Digging Into Node.js Fetch Solution
Transcript from the "Fetch Solution" Lesson
>> Kyle Simpson: So we're gonna use the fetch command and we're gonna fetch from,
>> Kyle Simpson: /get-records, is the URL, and that's gonna give us a result. And if that result and comes back correctly and it’s okay. There’s a couple of different ways to do this. You could either say res.okay which just tells you whether or not it was successful or you could look at the specific status code if you wanted to.
[00:00:32] I used to do the status code cuz I cared a little bit more specifically but now I kind of just tend to do res.okay. And if that was true, we still don't have the full response yet. This is something interesting about the way fetch works, cuz fetch first does a request, and then you have to wait for the body of the response.
[00:00:54] And that allows you to basically do some streaming processing on a response body, if it were large. So we only care about a json response, so we're just simply gonna say, records = res, no, we're gonna await res.json(). That takes the body and parses it as json and gives us that json object back.
[00:01:17] So if records and records.length is greater than 0, then what we wanna do is call renderRecords with it.

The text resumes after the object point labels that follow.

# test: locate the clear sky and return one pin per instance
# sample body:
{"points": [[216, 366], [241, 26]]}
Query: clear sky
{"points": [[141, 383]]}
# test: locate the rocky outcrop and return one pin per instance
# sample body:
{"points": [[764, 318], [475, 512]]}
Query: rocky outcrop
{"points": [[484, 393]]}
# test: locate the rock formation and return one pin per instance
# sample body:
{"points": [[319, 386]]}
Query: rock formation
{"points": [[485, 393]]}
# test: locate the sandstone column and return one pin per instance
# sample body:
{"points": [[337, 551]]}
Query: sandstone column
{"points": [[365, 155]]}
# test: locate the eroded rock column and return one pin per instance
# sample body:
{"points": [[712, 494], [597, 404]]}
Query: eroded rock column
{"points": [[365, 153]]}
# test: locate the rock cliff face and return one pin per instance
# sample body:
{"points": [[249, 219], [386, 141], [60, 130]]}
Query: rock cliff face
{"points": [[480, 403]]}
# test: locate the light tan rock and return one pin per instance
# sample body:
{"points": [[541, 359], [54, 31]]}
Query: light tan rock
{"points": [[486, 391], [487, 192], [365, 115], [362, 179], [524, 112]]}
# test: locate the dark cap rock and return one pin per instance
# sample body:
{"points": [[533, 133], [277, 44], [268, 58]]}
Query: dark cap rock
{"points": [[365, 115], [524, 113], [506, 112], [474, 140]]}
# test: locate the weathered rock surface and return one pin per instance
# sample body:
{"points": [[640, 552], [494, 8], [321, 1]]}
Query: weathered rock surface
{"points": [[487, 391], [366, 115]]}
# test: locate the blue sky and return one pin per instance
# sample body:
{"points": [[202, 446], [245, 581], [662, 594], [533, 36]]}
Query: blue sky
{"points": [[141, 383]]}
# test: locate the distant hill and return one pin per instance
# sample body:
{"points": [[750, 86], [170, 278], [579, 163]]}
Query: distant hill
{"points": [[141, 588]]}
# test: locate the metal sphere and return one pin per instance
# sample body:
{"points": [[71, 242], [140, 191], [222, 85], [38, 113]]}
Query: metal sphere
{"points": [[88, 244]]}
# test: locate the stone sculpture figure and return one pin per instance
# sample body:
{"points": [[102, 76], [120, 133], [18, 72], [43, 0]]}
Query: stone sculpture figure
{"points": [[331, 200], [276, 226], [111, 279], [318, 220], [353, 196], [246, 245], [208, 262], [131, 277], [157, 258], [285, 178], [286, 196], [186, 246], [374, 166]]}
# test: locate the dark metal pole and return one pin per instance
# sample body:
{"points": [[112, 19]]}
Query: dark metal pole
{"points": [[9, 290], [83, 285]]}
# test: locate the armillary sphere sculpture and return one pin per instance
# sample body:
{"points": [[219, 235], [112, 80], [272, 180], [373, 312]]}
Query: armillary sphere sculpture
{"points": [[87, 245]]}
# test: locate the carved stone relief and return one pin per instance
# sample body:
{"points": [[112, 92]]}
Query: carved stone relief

[00:02:01] I'm gonna go back and make one last change to our server now that we're seeing results and they came back almost immediately. Let's simulate that the results might be coming back a little bit more slowly if we were talking to a really far away server. So in our results here I'm going to, if you see right here, I've already got, remember util.promisify, it makes a promise from a callback.

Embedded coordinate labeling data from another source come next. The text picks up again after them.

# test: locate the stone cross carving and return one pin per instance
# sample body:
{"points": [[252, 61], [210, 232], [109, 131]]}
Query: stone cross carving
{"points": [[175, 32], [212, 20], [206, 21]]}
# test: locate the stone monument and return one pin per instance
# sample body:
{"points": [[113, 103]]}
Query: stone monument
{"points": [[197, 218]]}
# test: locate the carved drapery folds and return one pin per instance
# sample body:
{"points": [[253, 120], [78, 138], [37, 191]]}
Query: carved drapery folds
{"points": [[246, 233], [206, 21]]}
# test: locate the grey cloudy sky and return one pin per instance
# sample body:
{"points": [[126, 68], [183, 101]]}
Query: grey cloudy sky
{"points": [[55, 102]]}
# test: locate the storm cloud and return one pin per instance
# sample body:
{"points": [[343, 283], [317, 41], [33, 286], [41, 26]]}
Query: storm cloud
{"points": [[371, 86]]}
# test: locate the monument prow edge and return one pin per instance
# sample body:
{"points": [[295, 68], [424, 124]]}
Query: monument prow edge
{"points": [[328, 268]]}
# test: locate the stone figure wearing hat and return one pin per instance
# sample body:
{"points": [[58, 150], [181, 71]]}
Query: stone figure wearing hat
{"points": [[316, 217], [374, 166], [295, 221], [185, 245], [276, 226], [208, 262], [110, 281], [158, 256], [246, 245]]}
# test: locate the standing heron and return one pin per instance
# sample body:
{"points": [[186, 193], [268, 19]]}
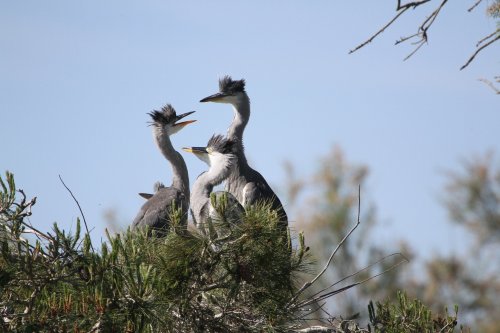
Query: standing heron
{"points": [[156, 211], [219, 155], [245, 183]]}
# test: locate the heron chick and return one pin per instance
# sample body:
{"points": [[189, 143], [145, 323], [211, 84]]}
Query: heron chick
{"points": [[219, 155], [245, 183], [156, 212]]}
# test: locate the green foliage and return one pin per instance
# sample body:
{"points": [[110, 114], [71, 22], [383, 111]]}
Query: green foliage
{"points": [[408, 316]]}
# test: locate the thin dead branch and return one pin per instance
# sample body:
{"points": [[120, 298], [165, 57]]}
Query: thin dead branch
{"points": [[474, 6], [491, 85]]}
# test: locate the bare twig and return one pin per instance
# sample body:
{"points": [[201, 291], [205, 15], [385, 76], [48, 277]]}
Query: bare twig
{"points": [[480, 49], [369, 40], [411, 4], [80, 208], [337, 291], [308, 284], [361, 270], [491, 85]]}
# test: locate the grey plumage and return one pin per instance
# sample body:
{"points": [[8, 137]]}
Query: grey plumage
{"points": [[155, 213], [218, 154], [245, 183]]}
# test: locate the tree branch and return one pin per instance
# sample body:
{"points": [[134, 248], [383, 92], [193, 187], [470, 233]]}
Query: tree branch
{"points": [[482, 47]]}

[00:02:30] I'm just gonna artificially insert a delay of one second into our response from the database. So I'm gonna just say await delay(1000).

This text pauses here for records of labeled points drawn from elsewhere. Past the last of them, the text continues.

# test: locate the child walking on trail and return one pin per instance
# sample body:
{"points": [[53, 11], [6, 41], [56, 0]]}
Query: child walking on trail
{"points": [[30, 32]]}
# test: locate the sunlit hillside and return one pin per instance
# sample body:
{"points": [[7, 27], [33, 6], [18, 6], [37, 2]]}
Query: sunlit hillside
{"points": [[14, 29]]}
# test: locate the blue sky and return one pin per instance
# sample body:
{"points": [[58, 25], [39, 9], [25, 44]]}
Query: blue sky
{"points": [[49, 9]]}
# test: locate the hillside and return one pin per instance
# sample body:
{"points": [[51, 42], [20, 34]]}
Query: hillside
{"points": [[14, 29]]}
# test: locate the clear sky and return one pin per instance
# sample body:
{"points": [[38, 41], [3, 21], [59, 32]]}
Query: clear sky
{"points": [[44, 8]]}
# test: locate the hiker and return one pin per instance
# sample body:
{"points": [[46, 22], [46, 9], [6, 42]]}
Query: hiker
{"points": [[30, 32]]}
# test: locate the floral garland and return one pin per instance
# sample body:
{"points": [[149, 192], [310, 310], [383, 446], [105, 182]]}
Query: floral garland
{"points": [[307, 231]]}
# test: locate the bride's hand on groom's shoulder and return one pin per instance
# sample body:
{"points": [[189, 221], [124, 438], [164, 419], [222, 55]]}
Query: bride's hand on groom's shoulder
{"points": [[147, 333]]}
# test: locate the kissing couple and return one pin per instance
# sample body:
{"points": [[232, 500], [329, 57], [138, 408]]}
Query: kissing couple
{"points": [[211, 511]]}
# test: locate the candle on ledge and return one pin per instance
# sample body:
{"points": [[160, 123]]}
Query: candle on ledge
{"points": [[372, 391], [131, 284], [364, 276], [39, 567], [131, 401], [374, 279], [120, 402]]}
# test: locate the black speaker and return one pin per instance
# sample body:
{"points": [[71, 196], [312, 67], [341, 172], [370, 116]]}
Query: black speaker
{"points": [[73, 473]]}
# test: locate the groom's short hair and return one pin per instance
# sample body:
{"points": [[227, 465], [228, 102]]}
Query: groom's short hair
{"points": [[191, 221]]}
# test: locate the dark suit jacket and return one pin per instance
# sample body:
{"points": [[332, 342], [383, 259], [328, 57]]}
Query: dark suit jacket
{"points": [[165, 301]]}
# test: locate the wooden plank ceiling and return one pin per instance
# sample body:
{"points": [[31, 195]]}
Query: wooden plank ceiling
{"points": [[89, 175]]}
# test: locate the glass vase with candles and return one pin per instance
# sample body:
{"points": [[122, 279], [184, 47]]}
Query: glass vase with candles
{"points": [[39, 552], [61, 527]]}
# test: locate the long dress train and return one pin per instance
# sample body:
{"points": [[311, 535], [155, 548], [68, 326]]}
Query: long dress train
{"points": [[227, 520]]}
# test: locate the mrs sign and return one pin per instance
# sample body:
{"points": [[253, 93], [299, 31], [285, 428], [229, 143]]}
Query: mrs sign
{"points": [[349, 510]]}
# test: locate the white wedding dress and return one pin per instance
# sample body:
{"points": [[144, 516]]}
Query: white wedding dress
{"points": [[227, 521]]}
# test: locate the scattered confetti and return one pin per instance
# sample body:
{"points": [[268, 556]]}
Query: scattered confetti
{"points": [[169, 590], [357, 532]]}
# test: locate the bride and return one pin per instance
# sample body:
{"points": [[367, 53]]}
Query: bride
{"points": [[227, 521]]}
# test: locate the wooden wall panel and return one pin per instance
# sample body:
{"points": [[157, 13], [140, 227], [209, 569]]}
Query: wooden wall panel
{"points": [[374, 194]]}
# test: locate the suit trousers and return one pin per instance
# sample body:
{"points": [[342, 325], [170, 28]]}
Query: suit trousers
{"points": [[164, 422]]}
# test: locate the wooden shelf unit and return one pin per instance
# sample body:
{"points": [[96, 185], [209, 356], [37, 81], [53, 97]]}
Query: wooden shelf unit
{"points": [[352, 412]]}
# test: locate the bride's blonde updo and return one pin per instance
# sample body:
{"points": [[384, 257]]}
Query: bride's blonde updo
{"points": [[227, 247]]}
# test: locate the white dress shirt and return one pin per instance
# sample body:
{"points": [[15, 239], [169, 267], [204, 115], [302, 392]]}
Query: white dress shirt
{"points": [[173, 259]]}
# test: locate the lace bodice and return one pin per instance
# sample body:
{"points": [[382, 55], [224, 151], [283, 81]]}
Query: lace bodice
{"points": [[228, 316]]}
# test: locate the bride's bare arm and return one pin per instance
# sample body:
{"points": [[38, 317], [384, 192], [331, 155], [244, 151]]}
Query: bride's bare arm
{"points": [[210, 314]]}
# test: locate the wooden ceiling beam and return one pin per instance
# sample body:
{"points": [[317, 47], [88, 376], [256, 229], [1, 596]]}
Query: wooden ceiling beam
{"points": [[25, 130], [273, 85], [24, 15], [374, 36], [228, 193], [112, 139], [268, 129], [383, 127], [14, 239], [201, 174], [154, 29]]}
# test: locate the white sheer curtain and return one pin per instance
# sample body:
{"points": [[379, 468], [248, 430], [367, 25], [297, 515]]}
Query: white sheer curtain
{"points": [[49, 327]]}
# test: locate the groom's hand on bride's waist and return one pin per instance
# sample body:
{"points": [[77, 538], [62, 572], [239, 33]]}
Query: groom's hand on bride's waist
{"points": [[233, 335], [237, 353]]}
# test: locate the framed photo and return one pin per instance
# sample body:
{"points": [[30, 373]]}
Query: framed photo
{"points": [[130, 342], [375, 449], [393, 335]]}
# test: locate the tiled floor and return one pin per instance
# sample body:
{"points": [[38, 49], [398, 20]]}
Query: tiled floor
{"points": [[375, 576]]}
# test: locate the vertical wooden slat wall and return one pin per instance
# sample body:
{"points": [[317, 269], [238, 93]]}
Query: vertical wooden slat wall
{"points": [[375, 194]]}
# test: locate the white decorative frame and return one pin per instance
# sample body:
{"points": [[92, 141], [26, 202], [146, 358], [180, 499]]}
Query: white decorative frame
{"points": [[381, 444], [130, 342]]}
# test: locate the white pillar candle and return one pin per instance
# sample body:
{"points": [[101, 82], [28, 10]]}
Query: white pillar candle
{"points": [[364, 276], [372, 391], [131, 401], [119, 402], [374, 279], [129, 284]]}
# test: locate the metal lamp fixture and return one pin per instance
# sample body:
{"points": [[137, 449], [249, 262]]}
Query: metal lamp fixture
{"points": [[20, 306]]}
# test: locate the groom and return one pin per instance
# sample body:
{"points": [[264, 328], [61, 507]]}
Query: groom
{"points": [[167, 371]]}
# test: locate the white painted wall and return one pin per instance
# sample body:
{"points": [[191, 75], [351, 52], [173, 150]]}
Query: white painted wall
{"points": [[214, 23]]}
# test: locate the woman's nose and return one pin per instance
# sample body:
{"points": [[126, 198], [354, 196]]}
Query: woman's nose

>> Kyle Simpson: We're only gonna delay on the API. We're not gonna delay on the static file serving.
>> Kyle Simpson: I'll kill the server and start it one last time.
>> Kyle Simpson: And refresh, and then we'll see that when I click the Fetch Records, it takes a full second before we get a response. Simulates a little bit more like what it would be on a real website.
>> Kyle Simpson: Okay, any questions about how we've handled setting up a basic HTTP server and doing static file serving from it, as well as handling a simple API endpoint?
>> Student: There was a question with, if you have a lot of data, is JSON.stringify okay or would you stream that or what would you?
>> Kyle Simpson: It depends on what we mean by a lot, so if it was upwards of five to ten megabytes of JSON, I would probably still stringify it.
[00:03:57] If we were talking about hundreds of megabytes or gigabytes of data, then I would probably look for streaming. And it turns out there are actually streaming JSON serializers and parsers. They are, it's not perfect because the JSON format is not exactly designed for streaming. So there's some convention involved in how you search up and how you have to chunk things up.
[00:04:25] But I would probably, if I was doing a really, really large chunk of JSON getting sent to the server, I mean to the browser, anything over say ten megabytes or something I will definitely probably start streaming that up.
>> Kyle Simpson: Otherwise, the chunking that the HTML protocol already has is probably good enough.
[00:04:51] It's probably only for really, really large payloads that you would wanna step in and do your own sort of streaming. And maybe even would stream over something like a WebSocket protocol in that case since it might be open for a really long time. So I might open up a WebSocket protocol and keep that persistent for a while, or something like that.